Vacations, holidays, and sick days
You have agency in executing your shift and coordinating your work; if you need to be out due to life events (planned or not), please work with your manager to help coordinate someone to swap shifts, if it is short notice please also notify your on-call partner so they can be aware of the situation.
No one expects you to work while sick; if you are sick before or during your shift, please communicate with your manager to find someone to take over your shift and on-call partner for awareness; if all people in a rotation happen to be indisposed, the Bat phone paging rotation will be used as a fallback.
After your shift
As per the on-call agreement, staff who attend to out of hours shift coverage are entitled to compensation. The agreement states that:
- The base compensation for a standard shift is 1.5 days of time off.
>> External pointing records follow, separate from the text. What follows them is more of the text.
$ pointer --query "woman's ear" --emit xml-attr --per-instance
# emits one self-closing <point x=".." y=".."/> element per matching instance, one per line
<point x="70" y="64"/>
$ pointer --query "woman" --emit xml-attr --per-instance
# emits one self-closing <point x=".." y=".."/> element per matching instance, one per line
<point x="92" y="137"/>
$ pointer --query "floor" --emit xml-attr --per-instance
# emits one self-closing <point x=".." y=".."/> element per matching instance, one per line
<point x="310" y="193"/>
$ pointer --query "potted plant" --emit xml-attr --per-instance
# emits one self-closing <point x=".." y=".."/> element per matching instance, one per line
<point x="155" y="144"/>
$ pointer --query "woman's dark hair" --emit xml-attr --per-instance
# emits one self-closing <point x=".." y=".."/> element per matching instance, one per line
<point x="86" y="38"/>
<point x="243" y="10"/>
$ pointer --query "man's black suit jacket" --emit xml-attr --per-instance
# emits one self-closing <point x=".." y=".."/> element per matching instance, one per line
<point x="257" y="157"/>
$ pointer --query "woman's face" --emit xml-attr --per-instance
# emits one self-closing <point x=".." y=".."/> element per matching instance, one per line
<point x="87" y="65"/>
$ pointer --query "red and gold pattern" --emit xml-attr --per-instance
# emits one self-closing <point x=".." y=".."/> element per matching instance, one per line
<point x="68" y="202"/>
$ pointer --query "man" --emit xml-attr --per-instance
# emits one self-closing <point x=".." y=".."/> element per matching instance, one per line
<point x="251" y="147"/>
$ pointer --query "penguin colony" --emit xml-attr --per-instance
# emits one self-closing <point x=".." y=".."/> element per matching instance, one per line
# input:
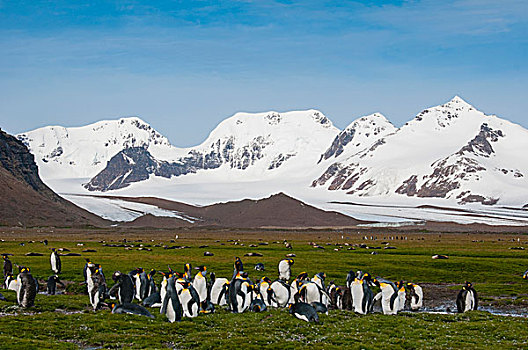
<point x="184" y="295"/>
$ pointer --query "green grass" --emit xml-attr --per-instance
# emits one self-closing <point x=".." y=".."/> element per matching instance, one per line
<point x="494" y="269"/>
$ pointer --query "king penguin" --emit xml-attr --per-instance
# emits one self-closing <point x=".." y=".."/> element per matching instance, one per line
<point x="55" y="262"/>
<point x="467" y="298"/>
<point x="27" y="288"/>
<point x="390" y="302"/>
<point x="171" y="305"/>
<point x="401" y="295"/>
<point x="123" y="287"/>
<point x="362" y="296"/>
<point x="416" y="296"/>
<point x="8" y="269"/>
<point x="200" y="284"/>
<point x="189" y="300"/>
<point x="285" y="269"/>
<point x="98" y="288"/>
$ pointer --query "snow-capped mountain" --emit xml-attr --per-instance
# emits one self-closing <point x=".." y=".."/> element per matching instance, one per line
<point x="448" y="155"/>
<point x="450" y="151"/>
<point x="359" y="134"/>
<point x="82" y="152"/>
<point x="258" y="145"/>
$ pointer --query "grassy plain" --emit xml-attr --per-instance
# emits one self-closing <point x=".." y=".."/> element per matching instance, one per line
<point x="65" y="321"/>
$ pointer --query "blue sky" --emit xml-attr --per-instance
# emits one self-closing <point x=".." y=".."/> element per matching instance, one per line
<point x="184" y="66"/>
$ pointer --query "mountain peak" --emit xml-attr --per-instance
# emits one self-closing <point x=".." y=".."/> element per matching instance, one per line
<point x="458" y="102"/>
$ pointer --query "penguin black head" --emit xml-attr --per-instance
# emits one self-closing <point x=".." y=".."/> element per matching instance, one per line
<point x="185" y="284"/>
<point x="238" y="264"/>
<point x="321" y="275"/>
<point x="202" y="269"/>
<point x="302" y="276"/>
<point x="116" y="275"/>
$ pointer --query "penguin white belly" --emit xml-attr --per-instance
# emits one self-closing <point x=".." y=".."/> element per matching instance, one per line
<point x="470" y="301"/>
<point x="200" y="285"/>
<point x="13" y="285"/>
<point x="263" y="288"/>
<point x="163" y="289"/>
<point x="282" y="295"/>
<point x="358" y="294"/>
<point x="284" y="270"/>
<point x="312" y="293"/>
<point x="216" y="290"/>
<point x="19" y="289"/>
<point x="417" y="303"/>
<point x="339" y="302"/>
<point x="137" y="283"/>
<point x="386" y="294"/>
<point x="90" y="289"/>
<point x="95" y="300"/>
<point x="53" y="261"/>
<point x="401" y="300"/>
<point x="171" y="314"/>
<point x="245" y="300"/>
<point x="185" y="298"/>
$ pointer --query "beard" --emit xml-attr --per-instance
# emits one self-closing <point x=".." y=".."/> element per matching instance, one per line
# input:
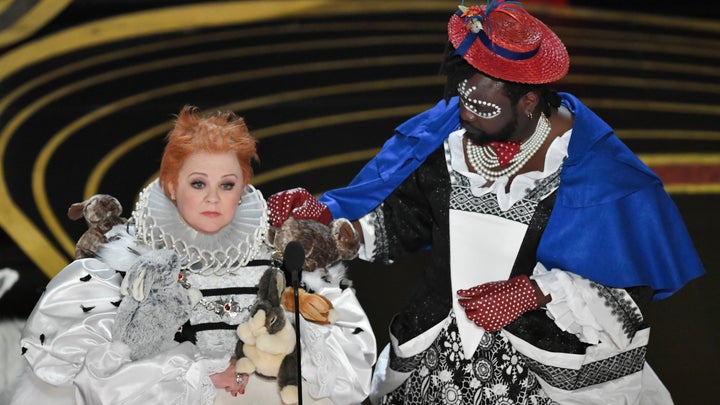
<point x="480" y="137"/>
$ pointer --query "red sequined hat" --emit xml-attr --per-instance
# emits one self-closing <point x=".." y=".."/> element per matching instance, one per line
<point x="504" y="41"/>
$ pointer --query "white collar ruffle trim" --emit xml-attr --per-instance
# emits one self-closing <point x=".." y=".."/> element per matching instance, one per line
<point x="159" y="225"/>
<point x="521" y="183"/>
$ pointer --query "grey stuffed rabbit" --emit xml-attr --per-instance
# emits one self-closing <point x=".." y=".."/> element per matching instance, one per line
<point x="155" y="304"/>
<point x="267" y="340"/>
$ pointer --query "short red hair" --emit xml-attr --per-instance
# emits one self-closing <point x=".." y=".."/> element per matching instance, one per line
<point x="220" y="132"/>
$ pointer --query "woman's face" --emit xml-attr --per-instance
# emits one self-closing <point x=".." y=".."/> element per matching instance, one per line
<point x="208" y="191"/>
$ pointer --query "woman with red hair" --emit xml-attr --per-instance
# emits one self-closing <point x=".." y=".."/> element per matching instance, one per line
<point x="203" y="214"/>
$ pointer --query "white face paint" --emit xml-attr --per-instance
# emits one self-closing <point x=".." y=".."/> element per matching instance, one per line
<point x="480" y="108"/>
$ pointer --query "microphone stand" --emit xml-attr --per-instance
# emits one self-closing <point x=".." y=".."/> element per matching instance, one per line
<point x="296" y="286"/>
<point x="293" y="260"/>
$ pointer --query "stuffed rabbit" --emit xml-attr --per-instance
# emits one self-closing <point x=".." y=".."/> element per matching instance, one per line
<point x="267" y="340"/>
<point x="101" y="212"/>
<point x="155" y="304"/>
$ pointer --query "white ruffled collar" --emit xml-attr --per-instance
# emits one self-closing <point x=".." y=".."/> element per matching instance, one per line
<point x="556" y="154"/>
<point x="159" y="225"/>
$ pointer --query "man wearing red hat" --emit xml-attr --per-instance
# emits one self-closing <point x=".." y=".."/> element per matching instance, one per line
<point x="547" y="234"/>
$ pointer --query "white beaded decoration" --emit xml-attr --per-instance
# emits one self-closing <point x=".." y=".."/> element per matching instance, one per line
<point x="484" y="161"/>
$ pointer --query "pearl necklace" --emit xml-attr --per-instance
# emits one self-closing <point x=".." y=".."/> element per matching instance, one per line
<point x="483" y="159"/>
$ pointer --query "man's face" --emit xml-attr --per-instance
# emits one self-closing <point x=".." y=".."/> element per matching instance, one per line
<point x="485" y="112"/>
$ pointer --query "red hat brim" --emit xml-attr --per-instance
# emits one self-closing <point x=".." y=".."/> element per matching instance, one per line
<point x="549" y="64"/>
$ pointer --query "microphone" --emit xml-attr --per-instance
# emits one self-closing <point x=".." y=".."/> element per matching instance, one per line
<point x="293" y="260"/>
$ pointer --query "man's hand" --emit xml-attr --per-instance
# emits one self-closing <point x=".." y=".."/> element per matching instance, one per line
<point x="496" y="304"/>
<point x="299" y="203"/>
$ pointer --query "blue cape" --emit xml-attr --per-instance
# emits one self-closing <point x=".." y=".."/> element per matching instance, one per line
<point x="612" y="222"/>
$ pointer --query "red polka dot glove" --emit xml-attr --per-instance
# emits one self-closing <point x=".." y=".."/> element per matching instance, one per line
<point x="494" y="305"/>
<point x="299" y="203"/>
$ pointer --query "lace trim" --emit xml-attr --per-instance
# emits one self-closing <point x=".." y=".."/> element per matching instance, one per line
<point x="159" y="225"/>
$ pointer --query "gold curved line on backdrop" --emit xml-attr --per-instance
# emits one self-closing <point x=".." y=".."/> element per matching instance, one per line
<point x="632" y="18"/>
<point x="314" y="164"/>
<point x="38" y="174"/>
<point x="58" y="43"/>
<point x="152" y="22"/>
<point x="100" y="170"/>
<point x="642" y="82"/>
<point x="634" y="36"/>
<point x="92" y="185"/>
<point x="203" y="56"/>
<point x="4" y="4"/>
<point x="669" y="159"/>
<point x="176" y="18"/>
<point x="31" y="21"/>
<point x="658" y="106"/>
<point x="644" y="65"/>
<point x="656" y="47"/>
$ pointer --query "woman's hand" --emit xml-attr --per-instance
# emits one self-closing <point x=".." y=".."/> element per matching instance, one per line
<point x="230" y="380"/>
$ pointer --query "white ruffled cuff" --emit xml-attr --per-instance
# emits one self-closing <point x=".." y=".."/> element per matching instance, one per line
<point x="568" y="307"/>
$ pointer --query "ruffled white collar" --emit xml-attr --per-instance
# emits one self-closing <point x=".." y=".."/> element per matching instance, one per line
<point x="556" y="154"/>
<point x="159" y="225"/>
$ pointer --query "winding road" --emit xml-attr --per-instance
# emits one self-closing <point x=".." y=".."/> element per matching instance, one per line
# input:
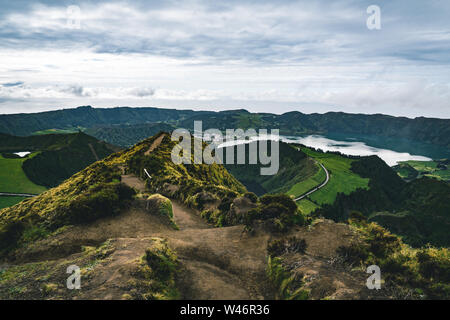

For non-standard shifts, the time off is calculated at 33% of total numbers of hours covered outside of working hours.
- Staff responding to incidents outside of working hours are entitled to 2 hours of time off per hour worked or part thereof.
- Staff who are on-call during a public holiday in their country of residence receive a whole day off per day on-call.
For more specifics of how hours are calculated, please see the agreement or ask your manager.
To ensure that the impact of on-call is properly addressed by management and ICs, please remember to fill in the post-shift check-in form after every shift.
Communication when IRC is down
If for any reason Libera or our IRC network of choice at the moment should be unavailable or down, Please discuss in the #sre-incident-response Slack channel.